Le CISSSLAU réagit à la situation

Le CISSSLAU a bien entendu les inquiétudes des médecins en chef de l’hôpital de Mont-Laurier et s’exprime ainsi : « Nous croyons en l’importance d’un hôpital moderne pour la région et sommes confiants quant à la réalisation du projet d’envergure qui est proposé ».

Selon Dominique Gauthier, agente d’information de l’équipe du Service des relations médias, relations publiques et à la communauté du CISSLAU, l’aménagement de chambre individuel serait une première phase de la modernisation de l’hôpital de Mont-Laurier. Le CISSSLAU souligne aussi que le département de pharmacie sera agrandi et modernisé lors de cette phase.

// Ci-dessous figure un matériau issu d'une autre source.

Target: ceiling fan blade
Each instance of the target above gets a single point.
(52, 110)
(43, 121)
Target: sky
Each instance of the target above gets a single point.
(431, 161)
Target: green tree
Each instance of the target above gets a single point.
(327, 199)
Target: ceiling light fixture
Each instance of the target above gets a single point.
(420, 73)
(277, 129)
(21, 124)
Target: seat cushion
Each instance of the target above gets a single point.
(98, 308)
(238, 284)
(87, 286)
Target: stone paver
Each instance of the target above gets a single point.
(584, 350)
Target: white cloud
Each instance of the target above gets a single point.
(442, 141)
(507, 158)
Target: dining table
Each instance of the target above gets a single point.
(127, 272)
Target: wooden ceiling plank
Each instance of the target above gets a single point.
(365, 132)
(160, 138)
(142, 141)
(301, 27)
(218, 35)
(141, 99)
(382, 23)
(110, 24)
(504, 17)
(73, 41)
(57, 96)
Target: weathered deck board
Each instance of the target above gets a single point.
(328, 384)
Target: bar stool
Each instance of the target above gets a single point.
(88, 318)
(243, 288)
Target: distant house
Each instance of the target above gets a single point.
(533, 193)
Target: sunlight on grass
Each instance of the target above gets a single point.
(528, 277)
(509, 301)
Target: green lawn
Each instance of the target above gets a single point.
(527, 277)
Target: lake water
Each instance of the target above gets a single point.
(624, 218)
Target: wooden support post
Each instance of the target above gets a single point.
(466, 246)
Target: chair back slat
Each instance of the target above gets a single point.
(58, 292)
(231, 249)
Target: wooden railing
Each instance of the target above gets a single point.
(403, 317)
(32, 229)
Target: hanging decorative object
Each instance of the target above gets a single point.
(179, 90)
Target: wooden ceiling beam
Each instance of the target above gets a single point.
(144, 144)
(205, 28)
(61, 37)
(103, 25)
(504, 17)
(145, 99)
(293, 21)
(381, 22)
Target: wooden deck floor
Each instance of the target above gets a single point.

Le CISSSLAU explique le choix de revitaliser les chambres de l’hôpital de Mont-Laurier parce que : « les prévisions démographiques indiquent un vieillissement de la population ». Le CISSSLAU indique aussi que : « Nous planifions des rénovations afin d’assurer la fonctionnalité de certains secteurs, dont le Centre mère-enfant-famille ».

Le CISSSLAU prévoit une deuxième phase de travaux qui prendra compte des secteurs du bloc opératoire, de l’endoscopie, de la salle de réveil, de la chirurgie d’un jour, de l’unité de retraitement des dispositifs médicaux, de la préadmission, des cliniques externes, de l’urgence et d’une nouvelle imagerie par résonnance magnétique (IRM). Pour cette deuxième phase, le CISSSLAU est présentement en attente d’un retour de la part du ministère de la Santé et des Services sociaux.